Comme notre quotidien régional, la Nouvelle République, en a parlé (*), il faut bien que je fasse état de l’incident auquel j’ai été mêlé bien malgré moi, survenu lors du dernier conseil communautaire Loches Sud Touraine (CCLST) qui avait lieu le 20 septembre 2018 dans la salle des fêtes de Tauxigny Saint Bauld.

L’ordre du jour était chargé, les dossiers abordés particulièrement importants : actualisation des statuts et compétences communautaires, contrat de réciprocité avec la Métropole de Tours, Convention avec le conseil régional Centre Val de Loire relative aux aides à l’immobilier d’entreprise, Plan Régional de prévention et de gestion des déchets et j’en passe. Bref, du lourd.

Nous en étions arrivés au moment où le vice-président en charge des finances Laurent Couraud expliquait à l’assemblée l’articulation financière des dotations de solidarité communautaire avec nos 67 Communes. Du touffu, du sérieux puisque certaines petites Communes de notre territoire se voient de leur point de vue « étranglées » par ces mécanismes financiers conséquence directe de la fusion des communautés de Communes de 2017.

Assis au fond de la salle, je me lève, ne bouscule personne, afin de prendre une photo de l’assemblée. Comme je le fais de temps en temps sans que cela pose jusque là de problème particulier, puisque tous les textes de lois et jurisprudentiels en vigueur donnent le droit à toute personne présente de le faire. A chaque fois, je veille à prendre le cliché du fond de la salle, pour ne gêner aucun conseiller communautaire ni aucune personne du public.

Alors que je m’étais posé dans un coin tout au fond de la salle à cadrer mon cliché, Marc Angenault 1er vice-président de la CCLST en charge de l’économie et des ressources humaines, par ailleurs Maire de Loches depuis 2014, précédemment 1er adjoint au Maire de Loches, et tant d’autres qualités que je n’égrènerais pas ici, interrompt brutalement le Président Gérard Hénault qui expliquait un point financier important en lui ôtant le micro des mains:

Marc Angenault :
« Je voudrais savoir de quel droit monsieur Pelletier prend des photos ? »

Francis Pelletier :
« C’est une séance publique il me semble non ? »

Marc Angenault :
« Bon. Peut-être. Ouais »

Francis Pelletier :
« Tout comme j’enregistre. »

Marc Angenault :
« Je ne sais pas, comme il y a un droit à l’image. Est-ce que je suis d’accord pour que vous preniez une photo de moi ? Je pose la question, vous m’avez demandé ?»

Francis Pelletier :
« En séance publique……. »

Marc Angenault :
« Vous êtes journaliste ? »

Francis Pelletier :
« Je la prends. »

Voici le cliché objet de son courroux que je n’avais pas primitivement prévu de publier, juste le voir rejoindre mes archives.

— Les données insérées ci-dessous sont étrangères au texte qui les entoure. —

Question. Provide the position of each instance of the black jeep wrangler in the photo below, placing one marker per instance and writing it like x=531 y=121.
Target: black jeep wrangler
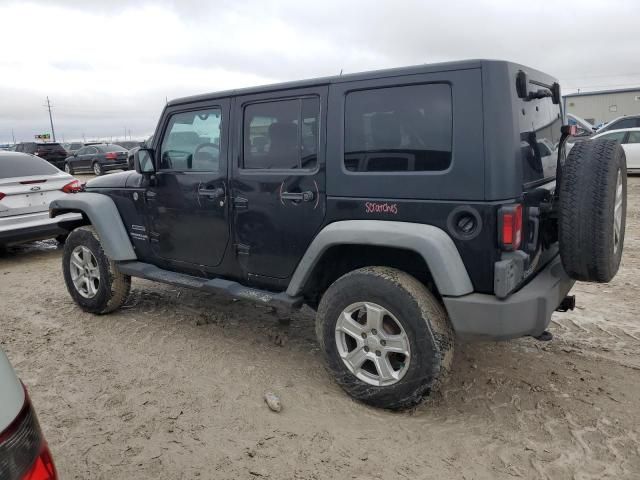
x=407 y=206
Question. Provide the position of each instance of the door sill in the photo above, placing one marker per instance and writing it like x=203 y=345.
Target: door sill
x=215 y=285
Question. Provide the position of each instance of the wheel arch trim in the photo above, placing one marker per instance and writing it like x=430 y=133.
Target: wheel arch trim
x=103 y=214
x=432 y=243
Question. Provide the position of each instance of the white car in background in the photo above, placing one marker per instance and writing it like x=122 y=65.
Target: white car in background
x=28 y=184
x=629 y=138
x=24 y=453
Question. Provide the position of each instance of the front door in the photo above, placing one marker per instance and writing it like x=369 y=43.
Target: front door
x=188 y=198
x=278 y=185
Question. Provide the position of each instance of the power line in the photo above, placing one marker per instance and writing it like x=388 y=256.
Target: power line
x=53 y=132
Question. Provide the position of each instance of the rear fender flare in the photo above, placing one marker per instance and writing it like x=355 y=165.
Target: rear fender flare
x=103 y=214
x=432 y=243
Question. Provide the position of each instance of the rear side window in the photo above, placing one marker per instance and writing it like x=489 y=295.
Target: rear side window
x=282 y=135
x=399 y=129
x=24 y=166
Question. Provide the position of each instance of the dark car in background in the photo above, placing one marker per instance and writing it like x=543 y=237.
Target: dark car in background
x=52 y=152
x=73 y=147
x=98 y=158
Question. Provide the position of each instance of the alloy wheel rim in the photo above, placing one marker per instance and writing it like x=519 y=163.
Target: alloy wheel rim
x=372 y=344
x=617 y=215
x=85 y=272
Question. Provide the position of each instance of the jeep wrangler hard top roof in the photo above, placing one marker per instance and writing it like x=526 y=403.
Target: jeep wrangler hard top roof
x=353 y=77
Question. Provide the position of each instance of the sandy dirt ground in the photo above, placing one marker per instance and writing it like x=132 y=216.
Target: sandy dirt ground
x=171 y=387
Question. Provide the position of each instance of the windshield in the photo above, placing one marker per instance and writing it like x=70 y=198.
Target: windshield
x=12 y=166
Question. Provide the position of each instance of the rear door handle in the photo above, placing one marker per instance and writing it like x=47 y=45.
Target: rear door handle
x=211 y=193
x=298 y=196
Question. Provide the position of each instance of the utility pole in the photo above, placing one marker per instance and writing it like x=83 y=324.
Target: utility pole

Malgré sa longue expérience d’élu local, Marc Angenault semble ignorer les règles qui régissent la police des séances publiques des assemblées locales, qu’elles soient communales ou communautaires : ce sont peu ou prou les mêmes textes législatifs qui s’appliquent.

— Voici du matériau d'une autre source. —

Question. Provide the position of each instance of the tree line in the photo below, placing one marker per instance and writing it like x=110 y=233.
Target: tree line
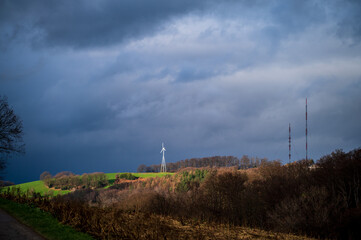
x=244 y=162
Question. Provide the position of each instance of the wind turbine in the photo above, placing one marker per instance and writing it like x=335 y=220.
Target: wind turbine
x=163 y=167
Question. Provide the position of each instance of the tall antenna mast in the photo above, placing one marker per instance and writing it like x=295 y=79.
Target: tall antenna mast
x=306 y=133
x=163 y=167
x=289 y=143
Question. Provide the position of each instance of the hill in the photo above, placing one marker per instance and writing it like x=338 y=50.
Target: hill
x=40 y=187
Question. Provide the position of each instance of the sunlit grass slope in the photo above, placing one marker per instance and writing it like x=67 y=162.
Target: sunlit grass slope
x=39 y=186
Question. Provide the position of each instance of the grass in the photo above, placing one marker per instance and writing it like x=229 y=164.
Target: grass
x=42 y=222
x=38 y=186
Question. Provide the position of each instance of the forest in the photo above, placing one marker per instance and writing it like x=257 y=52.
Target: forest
x=216 y=161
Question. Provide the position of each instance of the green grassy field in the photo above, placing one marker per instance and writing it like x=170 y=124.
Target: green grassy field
x=38 y=186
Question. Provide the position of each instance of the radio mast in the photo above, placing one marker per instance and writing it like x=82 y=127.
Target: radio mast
x=306 y=133
x=289 y=143
x=163 y=167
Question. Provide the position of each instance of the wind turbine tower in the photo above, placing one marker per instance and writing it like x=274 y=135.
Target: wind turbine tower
x=163 y=167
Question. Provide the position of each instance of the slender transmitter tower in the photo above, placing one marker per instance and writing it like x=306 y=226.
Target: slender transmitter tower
x=163 y=167
x=289 y=143
x=306 y=133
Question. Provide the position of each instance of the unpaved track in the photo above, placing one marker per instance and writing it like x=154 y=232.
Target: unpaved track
x=11 y=229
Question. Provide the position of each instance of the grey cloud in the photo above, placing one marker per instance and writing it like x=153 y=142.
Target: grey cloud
x=83 y=24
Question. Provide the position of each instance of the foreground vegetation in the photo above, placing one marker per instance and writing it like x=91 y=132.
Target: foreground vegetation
x=42 y=222
x=115 y=223
x=321 y=200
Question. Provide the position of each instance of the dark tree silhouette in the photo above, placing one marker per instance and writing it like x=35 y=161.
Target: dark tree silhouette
x=11 y=132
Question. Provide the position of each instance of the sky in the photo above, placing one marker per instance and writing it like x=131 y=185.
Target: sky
x=99 y=85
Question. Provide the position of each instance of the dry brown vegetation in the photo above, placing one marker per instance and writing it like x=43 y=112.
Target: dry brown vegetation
x=214 y=203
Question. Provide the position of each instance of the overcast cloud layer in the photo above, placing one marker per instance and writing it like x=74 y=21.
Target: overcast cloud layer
x=100 y=84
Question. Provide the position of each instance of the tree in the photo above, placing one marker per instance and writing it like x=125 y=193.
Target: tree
x=11 y=132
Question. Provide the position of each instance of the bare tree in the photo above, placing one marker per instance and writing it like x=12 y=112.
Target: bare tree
x=11 y=132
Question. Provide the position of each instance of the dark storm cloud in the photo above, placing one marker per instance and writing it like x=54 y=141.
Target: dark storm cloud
x=91 y=23
x=82 y=24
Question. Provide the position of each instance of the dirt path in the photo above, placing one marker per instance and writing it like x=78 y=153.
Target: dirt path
x=11 y=229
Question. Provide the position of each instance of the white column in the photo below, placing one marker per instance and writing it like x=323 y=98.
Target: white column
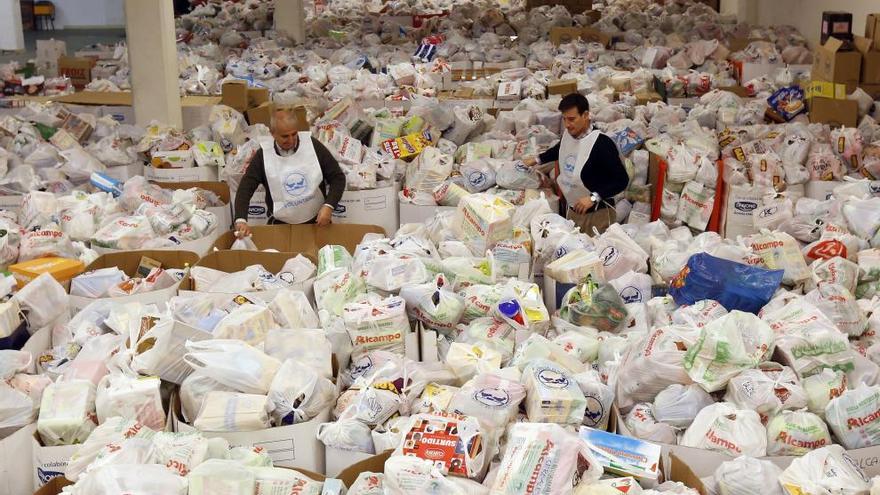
x=152 y=53
x=290 y=19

Comme le nouveau président de l’Association des Maires d’Indre et Loire a pointé juste après son élection la nécessité de former les élus municipaux, je vais ici apporter ma pierre à cet édifice en informant le Maire de Loches de ce qui est légalement autorisé :

« Le droit de toute personne à user de moyens de communication audiovisuelle pour l’enregistrement et la retransmission des débats est expressément prévu par la loi et bénéficie aussi bien à l’auditoire public qu’aux membres du conseil municipal. L’autorisation légale d’enregistrement et de retransmission des débats trouve néanmoins ses limites dans la préservation du bon déroulement des débats et de l’ordre public.
Le législateur a expressément prévu que pour les séances susceptibles d’être retransmises par des moyens de communication audiovisuelle, l’accord des élus n’est pas nécessaire : quand ils s’expriment dans l’exercice de leur mandat, la diffusion des débats n’est pas de nature à porter atteinte à leur droit à l’image protégé exclusivement dans le cadre de la vie privée (Code civil, art. 9.).
Le droit de toute personne à user de moyens de communication audiovisuelle pour l’enregistrement et la retransmission des débats est donc expressément prévu par la loi. Il est valable tant pour l’auditoire public que pour les membres du conseil municipal. 
De plus, en vertu de son pouvoir de police de l’assemblée (CGCT, art. L.2121-16), le maire ne peut interdire l’enregistrement que si celui-ci est de nature à troubler le déroulement normal des séances (Rép. min. n° 35890, JOAN du 10 février 2009 p. 1369). » (**)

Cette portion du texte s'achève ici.